Estaban juntos Simón Pedro, Tomás, llamado el Mellizo, Natanael,
el de Caná de Galilea, los de Zebedeo y otros dos de sus
discípulos. Simón Pedro les dice: «Voy a pescar.» Le contestan
ellos: «También nosotros vamos contigo.» Fueron y subieron a la
barca, pero aquella noche no pescaron nada. Cuando ya amaneció,
estaba Jesús en la orilla; pero los discípulos no sabían que era
Jesús. Díceles Jesús: «Muchachos, ¿no tenéis pescado?» Le
contestaron: «No.» El les dijo: «Echad la red a la derecha de la
barca y encontraréis.» La echaron, pues, y ya no podían
arrastrarla por la abundancia de peces. El discípulo a quien
Jesús amaba dice entonces a Pedro: «Es el Señor», se puso el
vestido - pues estaba desnudo - y se lanzó al mar. Los demás
discípulos vinieron en la barca, arrastrando la red con los
peces; pues no distaban mucho de tierra, sino unos doscientos
codos. Nada más saltar a tierra, ven preparadas unas brasas y un
pez sobre ellas y pan.
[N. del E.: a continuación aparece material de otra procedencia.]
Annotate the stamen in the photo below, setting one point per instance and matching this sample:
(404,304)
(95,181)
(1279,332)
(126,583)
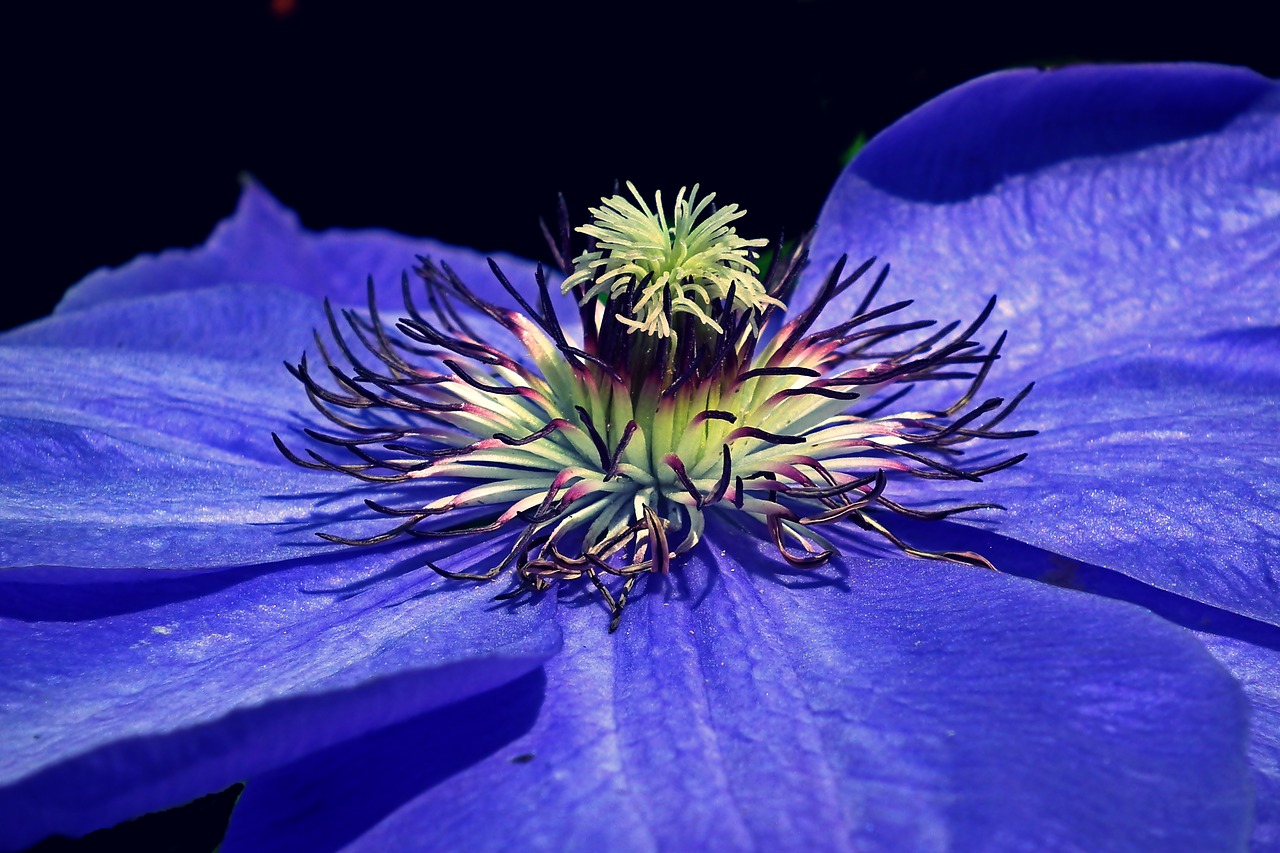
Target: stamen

Díceles Jesús: «Traed algunos de los
peces que acabáis de pescar.» Subió Simón Pedro y sacó la red a
tierra, llena de peces grandes: ciento cincuenta y tres. Y, aun
siendo tantos, no se rompió la red. Jesús les dice: «Venid y
comed.» Ninguno de los discípulos se atrevía a preguntarle:
«¿Quién eres tú?», sabiendo que era el Señor. Viene entonces
Jesús, toma el pan y se lo da; y de igual modo el pez. Esta fue
ya la tercera vez que Jesús se manifestó a los discípulos
después de resucitar de entre los muertos.
Reflexiones:
Mis queridos hermanos y hermanas:
Jesús se apareció a sus discípulos muchas veces. Su propósito
era probar, con su presencia, que Él estaba con ellos y que les
tendía su mano amorosa. Nuestra reflexión de hoy se centra en
los discípulos que van de pesca. Ellos no tienen suerte y no
atrapan ningún pez. Se sienten completamente insatisfechos, pero
Jesús escoge este preciso momento para aparecérseles y
brindarles su ayuda. De esta manera, los discípulos se hacen
conscientes de la presencia amorosa de Jesús y se convierten en
verdaderos testigos del Reino de Dios. Éste es un mensaje
poderoso para nosotros: Jesús está con nosotros y nos ofrece su
ayuda en todo momento. Podemos orar para pedir que sintamos un
amor más profundo por Él y una mayor fe en su constante
presencia.
Les deseo una jornada de oración llena de gracia, en el Señor.